On Wednesday, Toyota unveiled a concept car not at an auto show, but to a panel of makers. It was a first of its kind and it was hosted by Make:, and with good reason — the car, called the U2, was designed with makers in mind.
The makers, nearly a dozen, from bay-area institutions like the University of California and NASA, to startup founders and artists, crowded around the vehicle at San Francisco’s historic Palace of Fine Arts. Toyota was here, said Kevin Hunter, president of Toyota’s North American design studio, to get feedback from makers, asking “How’d we do with this thing?”
And feedback they got. Within minutes the crowd wanted to know, was it hackable? Would Toyota release an API, or CAD files, so they could design accessories for the boxy, cargo-enabled rear end? Could they 3D print accessories? When Toyota says “customizable” does that mean you can choose features at the dealer, or customize it yourself? The larger point was, don’t just serve makers — incorporate them. Make the car a platform, let a community grow around it.
At the concept stage, Toyota doesn’t have a lot of answers. The U2 stands for Urban Utility, designed to capitalize on the growing urban population who exhibit traits of entrepreneurship, self-reliance, maker culture, and DIY. It’s supposed to be playful, yet utilitarian. It’s not just for makers; it’s well suited to small businesses, outdoor use, or musicians.
“Basically, we wanted to make a car that looks like a tool — a good looking tool,” says Jin Kim, design manager for interior and exterior. “It’s a lifestyle-enabling car that allows you to do what you can’t with a regular car.” Everything in the interior can be moved or removed, from seats to dash. A creative rail attachment system will allow owners to move accessories around the inside, from overhead to the bed to the tailgate. A surfboard or a bike is an easy fit; the interior holds up to a 4’x8′ piece of plywood.
Kim recalls a visit to Maker Faire, where he saw the customized ride built by the Drone Dudes, which provided some inspiration. “I’d be curious to see how people would customize this car to their needs,” he says.

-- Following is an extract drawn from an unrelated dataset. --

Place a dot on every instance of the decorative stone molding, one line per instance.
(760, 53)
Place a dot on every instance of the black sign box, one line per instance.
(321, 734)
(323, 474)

As if in answer to that question, panelist Eric Paulos suggested adding features so it interacts with its owner or passers-by even when parked. Jonathan Cook brought up the issue of power — would the owner be able to siphon power for projects while maintaining a reserve so the car would still start? Jess Hobbs wondered if the car would support heavy welding equipment.
Don’t expect to see the U2 available soon. As a concept, it may reach production, or it may simply inform design considerations on future vehicles. “We designed it, mainly for us internally to have a discussion about its potential to be a car that is produced,” Hunter says.
Still, as Peter Hirshberg, the panel’s moderator, pointed out, cars have historically been about freedom and defining are culture. If that’s still true, this event could be an indication of where our culture is headed.